Let $f(z, k) = (z^2 - 1)(z^2 - 2^2)(z^2 - 3^2)(z^2 - 4^2) \cdots (z^2 - k^2)$ in less than $1 + k + k + k + (k-1) = 4k$ arithmetic operations, specifically I need it to be roughly $2k$ operations or less.
In the cost formula, the first $1$ comes from needing to square $z$, the first $k$ from incrementing a counter $k$ times to make up $1, 2, 3, \dots k$, i.e. you don't get to have arbitrary constants or tables of constants which really wouldn't add much efficiency anyway. The second $k$ comes from squaring each $k$, the third $k$ comes from the subtraction in each parenthesis. The $(k-1)$ comes from the $(k-1)$ multiplications. So that the totals is $4k$ arithmetic operations if computed directly using the given formula for $f$.
Where does this come from? These are the factors (combined) in $\dfrac{x!}{(x - 2k - 1)!}$ where $z$ is taken to the median factor in the sequence $x(x-1)(x-2)\cdots (z+1)z(z-1) \cdots (z-k)$. I don't know if that is 100% accurate, but that part doesn't matter. Just to tell you where it comes from. Computing this directly requires twice as many operations as $f(z,k)$. So already in computing a factorial I've reduced the operations by half. So I'm just wondering if we can or can't find a way of reducing it by another half.
Question. How can we compute $f(z,k)$ in $2k$ arithmetic operations or less (roughly)?
If you can do it with $\dfrac{8k}{5}$ operations or something that would also be interesting if you get my drift.
This might help because of group theory: All the arithmetic is done modulo some $n\in \Bbb{N}\setminus 1$ and $\sqrt{n} \geq z,k$. But note $n$ will be huge or 1000's of digits (think RSA numbers that are hard to factor). But also note that we can take each $1,2,3,\dots, k$ as well as $z$ to be coprime to $n$ because in any factorization algorithm you can check the result of every arithmetic operation and only add a polynomial factor slow-down (the cost of computing $\gcd(x\pmod n, n)$). Thus on the right we have that the results of all arithmetic operations are units in $\Bbb{Z}/n$. If it turns out that they're not, then we can halt the algorithm because a factor has been found or $\gcd(x\pmod n, n) = n$ in which case we can stop computing the long factorial and change the binary search parameters to another range $[y,x]$ because a $\gcd$ result of $n$ would indicate "you've gone too far" and included all factors of $n$, so back up and try again.
Because of coprimality, the set $\{ y^2 \pmod n\} \leqslant (\Bbb{Z}/n)^{\times}$ forms a subgroup of the units.

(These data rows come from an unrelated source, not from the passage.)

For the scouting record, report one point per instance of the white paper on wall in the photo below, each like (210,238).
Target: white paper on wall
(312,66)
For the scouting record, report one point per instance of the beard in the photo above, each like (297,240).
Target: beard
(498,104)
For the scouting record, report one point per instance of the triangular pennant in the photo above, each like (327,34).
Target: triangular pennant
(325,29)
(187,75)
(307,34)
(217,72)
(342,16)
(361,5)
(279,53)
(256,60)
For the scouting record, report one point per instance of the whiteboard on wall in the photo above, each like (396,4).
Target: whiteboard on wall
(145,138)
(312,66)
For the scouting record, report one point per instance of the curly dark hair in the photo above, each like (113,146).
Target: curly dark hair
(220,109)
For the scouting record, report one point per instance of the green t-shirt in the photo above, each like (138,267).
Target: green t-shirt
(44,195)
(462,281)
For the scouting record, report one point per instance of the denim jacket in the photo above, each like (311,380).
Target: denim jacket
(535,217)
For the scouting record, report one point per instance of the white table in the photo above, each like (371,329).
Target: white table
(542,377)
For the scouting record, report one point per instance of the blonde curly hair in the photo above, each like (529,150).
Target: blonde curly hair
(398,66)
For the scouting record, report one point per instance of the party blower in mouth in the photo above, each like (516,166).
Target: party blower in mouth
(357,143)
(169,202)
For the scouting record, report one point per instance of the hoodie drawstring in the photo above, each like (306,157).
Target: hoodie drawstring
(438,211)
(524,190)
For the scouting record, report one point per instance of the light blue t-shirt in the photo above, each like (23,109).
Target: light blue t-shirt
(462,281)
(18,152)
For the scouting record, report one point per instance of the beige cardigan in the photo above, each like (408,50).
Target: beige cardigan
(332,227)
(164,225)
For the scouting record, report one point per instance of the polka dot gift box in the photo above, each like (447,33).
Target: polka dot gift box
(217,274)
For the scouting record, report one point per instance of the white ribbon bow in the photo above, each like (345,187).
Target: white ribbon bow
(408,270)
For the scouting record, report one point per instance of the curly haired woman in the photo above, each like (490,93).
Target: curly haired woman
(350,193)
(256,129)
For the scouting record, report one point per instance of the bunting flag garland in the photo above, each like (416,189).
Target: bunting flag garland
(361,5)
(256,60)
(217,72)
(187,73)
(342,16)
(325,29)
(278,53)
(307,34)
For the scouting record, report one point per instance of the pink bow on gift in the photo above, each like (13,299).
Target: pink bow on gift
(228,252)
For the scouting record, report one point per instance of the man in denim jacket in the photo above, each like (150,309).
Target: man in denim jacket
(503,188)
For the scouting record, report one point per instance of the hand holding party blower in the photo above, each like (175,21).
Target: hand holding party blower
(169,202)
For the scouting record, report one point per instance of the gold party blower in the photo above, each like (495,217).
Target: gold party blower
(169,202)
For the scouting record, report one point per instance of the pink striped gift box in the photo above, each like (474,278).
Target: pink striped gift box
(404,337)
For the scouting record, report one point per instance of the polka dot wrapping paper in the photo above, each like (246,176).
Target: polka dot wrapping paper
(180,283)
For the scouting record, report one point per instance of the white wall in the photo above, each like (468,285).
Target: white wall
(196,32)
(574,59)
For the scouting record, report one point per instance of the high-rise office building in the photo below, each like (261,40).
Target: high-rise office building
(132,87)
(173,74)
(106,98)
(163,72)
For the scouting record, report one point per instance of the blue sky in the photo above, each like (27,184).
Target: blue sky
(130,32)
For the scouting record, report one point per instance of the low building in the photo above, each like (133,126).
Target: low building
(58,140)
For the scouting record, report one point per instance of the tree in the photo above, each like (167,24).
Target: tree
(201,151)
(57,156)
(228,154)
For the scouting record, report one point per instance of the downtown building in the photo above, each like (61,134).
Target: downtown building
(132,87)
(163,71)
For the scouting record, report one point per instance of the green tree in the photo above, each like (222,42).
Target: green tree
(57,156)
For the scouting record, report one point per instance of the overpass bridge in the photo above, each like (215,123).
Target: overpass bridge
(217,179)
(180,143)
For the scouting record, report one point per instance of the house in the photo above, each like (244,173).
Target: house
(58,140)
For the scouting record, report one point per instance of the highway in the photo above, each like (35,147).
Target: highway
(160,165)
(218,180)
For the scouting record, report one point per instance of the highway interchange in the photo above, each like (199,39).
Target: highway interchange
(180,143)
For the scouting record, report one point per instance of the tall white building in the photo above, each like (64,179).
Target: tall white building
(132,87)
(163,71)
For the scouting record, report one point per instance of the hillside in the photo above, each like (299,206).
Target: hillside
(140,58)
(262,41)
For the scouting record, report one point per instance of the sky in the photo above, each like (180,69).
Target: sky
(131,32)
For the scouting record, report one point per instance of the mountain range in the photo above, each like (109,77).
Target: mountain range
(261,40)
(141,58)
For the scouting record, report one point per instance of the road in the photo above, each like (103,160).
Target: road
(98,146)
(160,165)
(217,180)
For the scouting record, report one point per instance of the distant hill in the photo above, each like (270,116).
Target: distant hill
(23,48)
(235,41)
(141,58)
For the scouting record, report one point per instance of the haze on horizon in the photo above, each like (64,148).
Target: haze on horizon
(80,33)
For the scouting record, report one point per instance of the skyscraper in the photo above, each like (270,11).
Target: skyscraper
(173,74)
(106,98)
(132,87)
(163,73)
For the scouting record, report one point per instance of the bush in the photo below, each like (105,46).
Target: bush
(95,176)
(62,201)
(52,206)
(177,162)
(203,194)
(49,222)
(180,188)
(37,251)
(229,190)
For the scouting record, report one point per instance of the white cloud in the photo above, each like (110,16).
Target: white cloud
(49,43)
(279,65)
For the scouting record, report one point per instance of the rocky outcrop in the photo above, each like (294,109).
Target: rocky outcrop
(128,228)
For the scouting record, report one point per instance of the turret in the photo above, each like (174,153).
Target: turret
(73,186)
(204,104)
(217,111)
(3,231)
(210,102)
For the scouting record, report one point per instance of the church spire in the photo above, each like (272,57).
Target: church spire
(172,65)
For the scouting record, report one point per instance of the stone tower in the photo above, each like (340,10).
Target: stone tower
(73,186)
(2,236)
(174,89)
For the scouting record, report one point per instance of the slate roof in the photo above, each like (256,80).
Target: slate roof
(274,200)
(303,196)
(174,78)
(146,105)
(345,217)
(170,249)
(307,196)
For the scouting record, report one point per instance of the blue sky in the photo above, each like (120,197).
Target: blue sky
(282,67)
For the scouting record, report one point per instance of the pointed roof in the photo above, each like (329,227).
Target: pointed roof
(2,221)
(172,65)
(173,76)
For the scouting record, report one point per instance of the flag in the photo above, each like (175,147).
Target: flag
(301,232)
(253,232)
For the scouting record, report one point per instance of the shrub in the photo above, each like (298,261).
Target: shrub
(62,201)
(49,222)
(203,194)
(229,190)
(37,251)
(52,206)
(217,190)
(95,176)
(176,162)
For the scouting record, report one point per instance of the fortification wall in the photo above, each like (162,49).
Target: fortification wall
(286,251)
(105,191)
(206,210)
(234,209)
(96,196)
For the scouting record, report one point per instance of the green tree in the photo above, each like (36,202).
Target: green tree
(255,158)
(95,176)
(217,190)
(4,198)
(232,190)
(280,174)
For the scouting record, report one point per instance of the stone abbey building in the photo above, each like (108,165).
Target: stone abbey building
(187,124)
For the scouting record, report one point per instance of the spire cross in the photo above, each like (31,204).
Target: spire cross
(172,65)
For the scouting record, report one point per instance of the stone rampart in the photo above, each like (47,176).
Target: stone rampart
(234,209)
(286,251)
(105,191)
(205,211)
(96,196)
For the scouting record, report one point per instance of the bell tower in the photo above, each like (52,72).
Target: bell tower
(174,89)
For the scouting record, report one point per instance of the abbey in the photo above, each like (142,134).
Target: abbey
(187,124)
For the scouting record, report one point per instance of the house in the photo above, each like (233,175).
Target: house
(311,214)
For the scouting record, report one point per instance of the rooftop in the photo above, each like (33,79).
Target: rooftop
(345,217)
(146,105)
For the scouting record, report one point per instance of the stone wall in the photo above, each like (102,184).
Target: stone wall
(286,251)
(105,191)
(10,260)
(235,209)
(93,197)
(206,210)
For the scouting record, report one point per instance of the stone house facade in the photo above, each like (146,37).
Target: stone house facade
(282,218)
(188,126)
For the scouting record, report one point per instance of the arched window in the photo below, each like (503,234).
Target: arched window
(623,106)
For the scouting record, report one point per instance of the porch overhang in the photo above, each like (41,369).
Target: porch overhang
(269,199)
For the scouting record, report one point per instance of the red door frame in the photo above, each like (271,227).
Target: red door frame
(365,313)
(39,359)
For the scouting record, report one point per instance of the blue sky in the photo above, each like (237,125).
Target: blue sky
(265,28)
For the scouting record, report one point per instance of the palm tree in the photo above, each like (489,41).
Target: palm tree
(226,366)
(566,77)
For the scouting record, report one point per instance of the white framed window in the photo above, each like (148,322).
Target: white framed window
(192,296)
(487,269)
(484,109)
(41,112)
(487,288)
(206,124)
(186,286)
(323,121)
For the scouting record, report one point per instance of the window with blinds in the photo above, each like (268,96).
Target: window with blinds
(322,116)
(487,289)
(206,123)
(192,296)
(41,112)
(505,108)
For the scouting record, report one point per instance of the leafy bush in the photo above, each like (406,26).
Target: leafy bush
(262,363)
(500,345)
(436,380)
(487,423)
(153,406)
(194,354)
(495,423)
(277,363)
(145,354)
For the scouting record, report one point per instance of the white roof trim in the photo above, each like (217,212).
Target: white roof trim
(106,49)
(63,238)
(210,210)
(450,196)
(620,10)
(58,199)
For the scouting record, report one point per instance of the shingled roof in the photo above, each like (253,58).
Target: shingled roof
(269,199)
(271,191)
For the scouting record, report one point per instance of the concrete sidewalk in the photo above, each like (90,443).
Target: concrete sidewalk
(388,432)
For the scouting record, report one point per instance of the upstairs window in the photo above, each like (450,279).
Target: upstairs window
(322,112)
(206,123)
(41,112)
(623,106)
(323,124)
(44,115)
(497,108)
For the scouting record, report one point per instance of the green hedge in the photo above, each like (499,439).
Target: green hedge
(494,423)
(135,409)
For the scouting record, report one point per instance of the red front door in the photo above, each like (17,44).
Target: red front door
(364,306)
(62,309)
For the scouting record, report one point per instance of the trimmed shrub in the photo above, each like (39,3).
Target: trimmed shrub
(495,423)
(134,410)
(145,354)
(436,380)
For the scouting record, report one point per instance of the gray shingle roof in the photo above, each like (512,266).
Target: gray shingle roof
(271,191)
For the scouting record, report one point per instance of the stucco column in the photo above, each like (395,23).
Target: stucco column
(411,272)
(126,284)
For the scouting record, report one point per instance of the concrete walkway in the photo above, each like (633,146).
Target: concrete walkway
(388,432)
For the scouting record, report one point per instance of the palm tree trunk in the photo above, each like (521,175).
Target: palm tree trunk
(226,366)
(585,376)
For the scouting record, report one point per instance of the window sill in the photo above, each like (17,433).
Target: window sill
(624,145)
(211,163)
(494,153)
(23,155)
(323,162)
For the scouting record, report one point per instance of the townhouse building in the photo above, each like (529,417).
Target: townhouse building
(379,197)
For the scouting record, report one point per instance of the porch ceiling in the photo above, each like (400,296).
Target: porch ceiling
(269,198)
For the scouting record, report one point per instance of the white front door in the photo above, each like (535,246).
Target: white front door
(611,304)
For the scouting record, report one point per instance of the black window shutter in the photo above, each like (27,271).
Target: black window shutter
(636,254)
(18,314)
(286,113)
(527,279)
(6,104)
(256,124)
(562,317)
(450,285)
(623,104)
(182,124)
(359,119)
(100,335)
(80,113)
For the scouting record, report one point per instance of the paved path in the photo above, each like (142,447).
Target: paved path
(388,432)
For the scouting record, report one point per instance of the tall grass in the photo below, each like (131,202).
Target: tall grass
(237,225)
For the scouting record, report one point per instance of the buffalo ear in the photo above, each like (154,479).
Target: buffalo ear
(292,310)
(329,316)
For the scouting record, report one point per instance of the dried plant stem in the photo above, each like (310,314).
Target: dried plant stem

We're also able to "pretend that we're working in a field" because of this, that is until a factor is found. I know that other integer factorization algorithms do just that.
Expanding on my comment, the central symmetry of the product suggests looking at symmetric pairs:
$$ \begin{align} (z^2-j^2)(z^2-(k-j+1)^2) &=\color{red}{(z-j)}\color{blue}{(z+j)}\color{red}{\big(z-(k+1-j)\big)}\color{blue}{\big(z+(k+1-j)\big)} \\ &= \color{red}{\big(z^2 - (k+1)z +j(k+1-j)\big)}\color{blue}{\big(z^2 + (k+1)z +j(k+1-j)\big)} \\ &= \big(z^2+j(k+1-j)\big)^2 - (k+1)^2z^2 \\ &= \big(z^2+n_j\big)^2 - (k+1)^2z^2 \end{align} $$
Here $\,n_j=j(k+1-j)\,$, which can be calculated recursively with $\,n_1=k\,$ and $\,n_{j+1}=n_{j}+k-2j\,$.
For $\,j=1\,$ to $\,k/2\,$, an approximate count ignoring some half $\,1/2\,$ ops:
the sequence $\,k-2j\,$ can be calculated iteratively by subtracting $\,2\,$ at each step, total $\,k/2\,$ ops;
the sequence $\,n_{j+1}=n_j+(k-2j)\,$ then takes one addition at each step, total $\,k/2\,$ ops;
the term $\,\big(z^2+n_j\big)^2\,$ takes $\, 2 \cdot k/2 = k\,$ ops;
the difference of terms takes $\,k/2\,$ op.
the multiplication of pairs take $\,k/2\,$ ops.
In the end, it adds up to about $\,3k\,$ ops, which is slightly better than the baseline, but still short of the target $\,2k\,$.